By Aurobindo Das
You love them, you hate them; but you cant live without them.
Rating agencies are a force to reckon with. The math is simple. A sovereign upgrade can make or mar your fortunes, after all.
Lets stretch it a little. A higher credit profile is always music to the ears of investors. It means better credentials and makes a nation more attractive to return-hunting investors.
That brings us to India. Fitchs 'no' to a credit rating upgrade has come as a heartbreak for many. And that's for the 12th year in a row! Interestingly, rival Moody's gave the country its first sovereign rating upgrade since 2004 as recently as last November. S&P is still sitting tight.
The bottom line is, S&P and Fitch still have India at the bottom of their investment grade whereas Moodys places the country a notch higher.
Where India stands
# S&P >>>>>>> BBB-
# Moody's >>>> Baa2
# Fitch >>>>> BBB-
Confused? You cant be blamed. The signals are such. It all boils down to who sees what.

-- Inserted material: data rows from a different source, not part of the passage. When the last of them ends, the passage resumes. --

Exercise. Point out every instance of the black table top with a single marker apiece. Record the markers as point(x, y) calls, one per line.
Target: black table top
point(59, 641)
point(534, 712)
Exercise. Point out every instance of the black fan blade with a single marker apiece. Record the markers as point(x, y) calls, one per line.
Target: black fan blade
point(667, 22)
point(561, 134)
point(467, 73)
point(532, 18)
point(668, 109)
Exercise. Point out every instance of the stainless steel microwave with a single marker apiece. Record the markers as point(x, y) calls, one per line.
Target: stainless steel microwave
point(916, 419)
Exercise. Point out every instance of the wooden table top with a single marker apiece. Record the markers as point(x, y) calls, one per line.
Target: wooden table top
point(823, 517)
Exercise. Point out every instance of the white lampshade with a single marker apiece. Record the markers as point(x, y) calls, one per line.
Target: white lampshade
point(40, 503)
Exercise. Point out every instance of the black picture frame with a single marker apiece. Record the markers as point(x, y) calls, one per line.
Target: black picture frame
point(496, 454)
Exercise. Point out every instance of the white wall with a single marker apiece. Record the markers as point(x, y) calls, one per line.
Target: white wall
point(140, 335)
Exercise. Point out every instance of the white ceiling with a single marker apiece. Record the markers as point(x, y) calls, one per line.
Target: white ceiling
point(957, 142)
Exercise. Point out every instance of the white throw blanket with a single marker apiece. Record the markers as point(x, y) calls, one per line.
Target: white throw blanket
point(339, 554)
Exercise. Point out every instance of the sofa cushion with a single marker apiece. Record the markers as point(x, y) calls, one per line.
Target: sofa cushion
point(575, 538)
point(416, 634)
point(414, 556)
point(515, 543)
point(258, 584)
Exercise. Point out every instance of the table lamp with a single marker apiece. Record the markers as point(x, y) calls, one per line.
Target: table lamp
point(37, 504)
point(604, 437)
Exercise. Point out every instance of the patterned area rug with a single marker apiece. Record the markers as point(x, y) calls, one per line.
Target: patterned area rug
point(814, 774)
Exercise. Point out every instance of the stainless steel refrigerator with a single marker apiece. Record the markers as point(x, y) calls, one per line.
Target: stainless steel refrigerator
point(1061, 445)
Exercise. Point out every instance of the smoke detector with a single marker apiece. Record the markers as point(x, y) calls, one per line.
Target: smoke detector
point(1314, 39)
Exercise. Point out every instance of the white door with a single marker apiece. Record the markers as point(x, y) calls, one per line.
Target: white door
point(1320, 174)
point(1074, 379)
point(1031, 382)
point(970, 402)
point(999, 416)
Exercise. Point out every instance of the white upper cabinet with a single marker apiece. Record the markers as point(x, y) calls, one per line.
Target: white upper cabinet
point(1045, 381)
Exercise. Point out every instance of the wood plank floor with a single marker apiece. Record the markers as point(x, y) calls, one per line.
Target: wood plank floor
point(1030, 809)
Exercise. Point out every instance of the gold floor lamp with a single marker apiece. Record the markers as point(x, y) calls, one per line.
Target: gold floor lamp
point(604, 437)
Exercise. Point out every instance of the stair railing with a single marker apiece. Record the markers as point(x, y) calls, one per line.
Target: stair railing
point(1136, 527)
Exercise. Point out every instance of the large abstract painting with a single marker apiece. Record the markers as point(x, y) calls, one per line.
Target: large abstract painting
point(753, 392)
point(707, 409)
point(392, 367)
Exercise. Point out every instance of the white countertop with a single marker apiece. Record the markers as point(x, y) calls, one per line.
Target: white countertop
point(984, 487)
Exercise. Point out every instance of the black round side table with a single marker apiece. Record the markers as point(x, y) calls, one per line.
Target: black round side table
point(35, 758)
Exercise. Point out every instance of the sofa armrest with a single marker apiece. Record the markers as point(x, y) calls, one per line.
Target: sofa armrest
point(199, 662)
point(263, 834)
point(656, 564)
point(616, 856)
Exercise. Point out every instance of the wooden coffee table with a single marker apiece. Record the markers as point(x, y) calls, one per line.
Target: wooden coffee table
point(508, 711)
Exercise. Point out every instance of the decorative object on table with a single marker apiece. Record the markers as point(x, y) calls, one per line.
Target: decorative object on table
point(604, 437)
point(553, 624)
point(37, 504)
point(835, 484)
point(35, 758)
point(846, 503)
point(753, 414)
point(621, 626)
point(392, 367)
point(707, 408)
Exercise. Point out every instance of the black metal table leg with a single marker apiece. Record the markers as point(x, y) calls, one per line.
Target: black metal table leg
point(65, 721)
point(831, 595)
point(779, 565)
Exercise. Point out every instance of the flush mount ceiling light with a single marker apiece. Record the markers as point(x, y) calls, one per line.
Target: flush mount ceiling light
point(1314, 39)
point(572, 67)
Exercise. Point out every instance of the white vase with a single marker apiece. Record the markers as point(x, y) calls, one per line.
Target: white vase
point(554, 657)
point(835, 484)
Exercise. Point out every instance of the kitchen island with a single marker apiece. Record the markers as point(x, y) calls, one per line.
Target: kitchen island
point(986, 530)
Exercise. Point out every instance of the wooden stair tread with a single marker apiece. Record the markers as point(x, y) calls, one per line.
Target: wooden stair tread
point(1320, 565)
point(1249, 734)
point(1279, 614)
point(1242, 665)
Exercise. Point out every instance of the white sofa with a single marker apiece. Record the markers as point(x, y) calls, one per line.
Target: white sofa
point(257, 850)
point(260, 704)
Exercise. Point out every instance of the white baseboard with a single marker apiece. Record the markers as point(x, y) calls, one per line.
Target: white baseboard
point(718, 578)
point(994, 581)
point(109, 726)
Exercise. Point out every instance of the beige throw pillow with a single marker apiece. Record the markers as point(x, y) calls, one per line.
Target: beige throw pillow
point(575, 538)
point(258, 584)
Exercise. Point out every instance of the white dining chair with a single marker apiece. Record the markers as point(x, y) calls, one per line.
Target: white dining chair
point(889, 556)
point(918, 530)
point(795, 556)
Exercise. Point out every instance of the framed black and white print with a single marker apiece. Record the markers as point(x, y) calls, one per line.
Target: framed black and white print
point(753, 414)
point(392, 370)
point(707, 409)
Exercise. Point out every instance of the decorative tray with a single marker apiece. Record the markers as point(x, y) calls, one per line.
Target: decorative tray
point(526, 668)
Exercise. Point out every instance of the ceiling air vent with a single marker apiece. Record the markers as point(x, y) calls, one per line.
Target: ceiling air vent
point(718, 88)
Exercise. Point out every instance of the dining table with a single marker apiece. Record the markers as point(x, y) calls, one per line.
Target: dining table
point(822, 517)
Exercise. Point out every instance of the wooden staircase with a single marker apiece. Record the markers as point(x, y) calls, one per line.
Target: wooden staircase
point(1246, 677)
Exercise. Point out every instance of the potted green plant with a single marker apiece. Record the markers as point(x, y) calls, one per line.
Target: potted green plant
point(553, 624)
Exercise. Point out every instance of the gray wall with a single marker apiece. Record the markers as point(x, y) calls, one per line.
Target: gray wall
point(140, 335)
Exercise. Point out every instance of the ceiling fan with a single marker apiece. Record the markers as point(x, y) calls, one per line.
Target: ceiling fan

But there are certain hard facts you cant wish away.
What works for India?
A strong growth outlook: India has taken back the tag of the fastest growing major economy from China. It grew at 6.6 per cent in 2017-18. Growth will rebound to 7.3 per cent in 2018-19 and 7.5 per cent in 2019-20, said Fitch in a statement.

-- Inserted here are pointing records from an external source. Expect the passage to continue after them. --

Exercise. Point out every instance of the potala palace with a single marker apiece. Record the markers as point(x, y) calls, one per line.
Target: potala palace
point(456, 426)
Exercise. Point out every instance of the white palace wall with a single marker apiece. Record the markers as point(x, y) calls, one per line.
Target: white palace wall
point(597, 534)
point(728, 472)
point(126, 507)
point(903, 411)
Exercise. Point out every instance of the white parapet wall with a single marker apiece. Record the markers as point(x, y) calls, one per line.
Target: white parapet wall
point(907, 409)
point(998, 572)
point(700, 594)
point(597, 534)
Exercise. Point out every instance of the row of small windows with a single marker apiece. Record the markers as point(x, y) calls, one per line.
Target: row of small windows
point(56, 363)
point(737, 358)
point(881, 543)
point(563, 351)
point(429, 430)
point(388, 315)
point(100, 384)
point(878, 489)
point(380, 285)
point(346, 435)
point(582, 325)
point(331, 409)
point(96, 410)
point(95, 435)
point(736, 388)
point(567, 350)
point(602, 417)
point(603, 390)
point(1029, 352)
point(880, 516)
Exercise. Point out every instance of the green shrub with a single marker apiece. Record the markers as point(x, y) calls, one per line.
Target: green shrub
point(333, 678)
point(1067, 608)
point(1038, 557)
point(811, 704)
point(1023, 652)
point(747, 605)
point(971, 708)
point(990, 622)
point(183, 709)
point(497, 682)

Favourable external balances: Foreign reserves are swelling and can cover 8.3 months of current external payments.
CAD: True, red signs are flashing again. But things look manageable.As for current account deficit, India still has a breather.
What is coming in the way?
High debt: General government debt works out to 69 per cent of GDP in 2017-18, according to Fitch. And that's a high level, by any yardstick.
Fiscal deficit: The government is still to get its house in order. The rating agency is particularly critical of this score. Fiscal deficit target of 3 per cent as mandated by the Fiscal Responsibility and Budget Management (FRBM) Act looks some way off.
Structural issues: There are structural factors too, including governance standards. The rating agency made a mention of "still-difficult, but improving, business environment".
But let's be fair and give credit where it's due. The government is on the job to gradually open up the economy to foreign investors. Allowing 100 per cent FDI in single-brand retail through the automatic route since January 2018 only buttresses the point.
The other Samaritan
The thinking at Fitch is that the Reserve Bank of India is doing a great job, building up a solid monetary policy record. Consumer inflation has been well within the target range of 4 per cent since the start of the MPC (monetary policy committee) in 2016.
A high-stake game?
Whichever way you slice it and dice it, the signals are conflicting. In other words, it's a treacherous track when it comes to the business of awarding credit rating. Better run with care.